Though Ring Of Honor are supposedly drawing good ratings for their new television show on Sinclair Broadcasting's affiliates (I say supposedly as hard numbers have not yet been released), this success has not translated to improved attendance on the road. A week ago, ROH debuted in the Spartanburg and Greensboro markets, where their ratings are purported to be above average, but they only drew 350-375 fans at each show, according to Dave Meltzer in his latest Wrestling Observer Newsletter. Moreover, in the last few days they cut general admission to $10 in a failed attempt to improve walk up business. This would definitely be a disappointing start in their attempt to open up new markets to tour in, as they would need several hundred fans more per night to have broken even on the events, proving once again that the correlation between ratings and business metrics in the wrestling industry is very weak indeed.

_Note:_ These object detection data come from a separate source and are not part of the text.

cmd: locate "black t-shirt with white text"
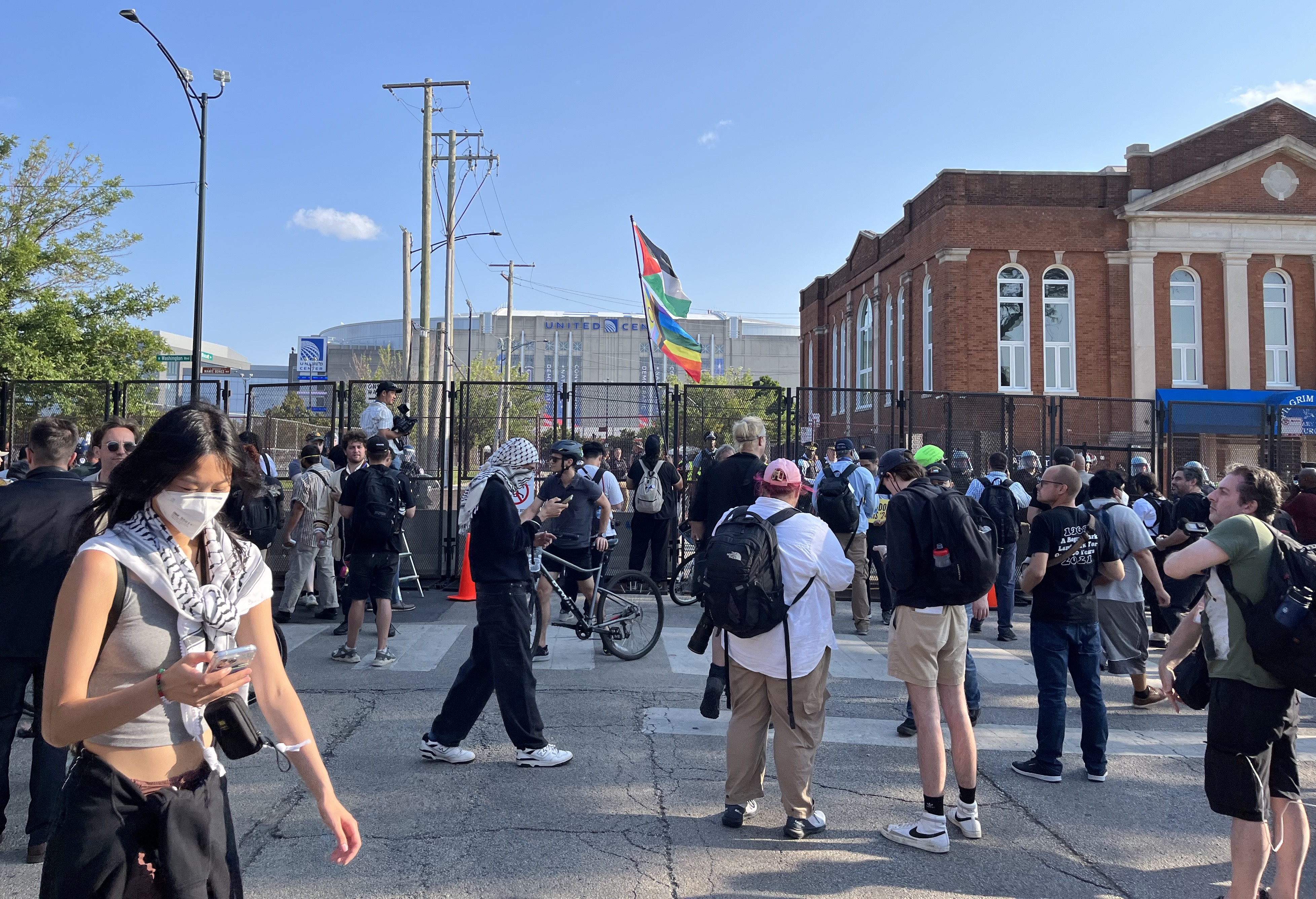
[1028,505,1114,624]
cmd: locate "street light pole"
[118,9,232,400]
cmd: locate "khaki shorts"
[887,606,968,687]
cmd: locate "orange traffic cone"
[449,534,475,603]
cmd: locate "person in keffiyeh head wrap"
[41,400,361,899]
[420,437,571,767]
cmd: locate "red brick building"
[800,100,1316,432]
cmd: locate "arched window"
[896,287,904,390]
[1170,268,1205,384]
[828,322,838,415]
[922,277,932,391]
[1042,266,1074,390]
[1261,268,1297,387]
[886,295,896,390]
[996,266,1028,390]
[854,296,873,409]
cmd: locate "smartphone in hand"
[205,645,255,674]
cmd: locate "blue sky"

I'm doubtful that follow up business in these markets will do much better, as subsequent shows won't have the novelty of being the first opportunity to see live ROH action in person. I hear that they plan to do more angles on their television show soon, now that their top wrestlers have been introduced, but the damage of their stilted opening weeks may have already been done. As they say, you never have a second chance to make a first impression. There is definitely mixed feelings about the taste left in people's mouths by having really long main events to close both the Spartanburg and Greensboro shows. The latter had an epic eighty minute Survivor Series style eight man elimination main event, while the former finished with a lengthy fifty minute Royal Rumble match. The quality of both matches was strong, with the performers working their socks off as the matches will be aired in an edited format on TV over the Christmas period, but one questions whether catering to hardcore fans in such a way will put off families and more casual viewers from turning up in future.

One gets the feeling that ROH is being run by a territorial wrestling mark in COO Joe Koff who doesn't really understand what made the Carolinas such a hot market in the first place and that his booking henchman Jim Cornette is perfectly happy to fulfil his misguided vision in order to be along for the ride and keep a dream job. This is Koff's attempt to recreate the magic of the Battle Of The Belts shows, which he syndicated in the mid 1980s, that were all headlined by lengthy NWA World heavyweight title matches with Ric Flair defending against the likes of Wahoo McDaniel, Barry Windham and Lex Luger, perhaps not realising that it was Flair's charisma, star presence and powerful performances on the mic, more than his working ability that brought fans in their droves to the arenas. The ROH roster is full of excellent in ring technicians, but few, if any, that exude a larger than life character or are strong talkers. Until they fix that, then they'll probably continue to draw small crowds in the markets they're trying to break into. Whether they realise that's a problem remains to be seen.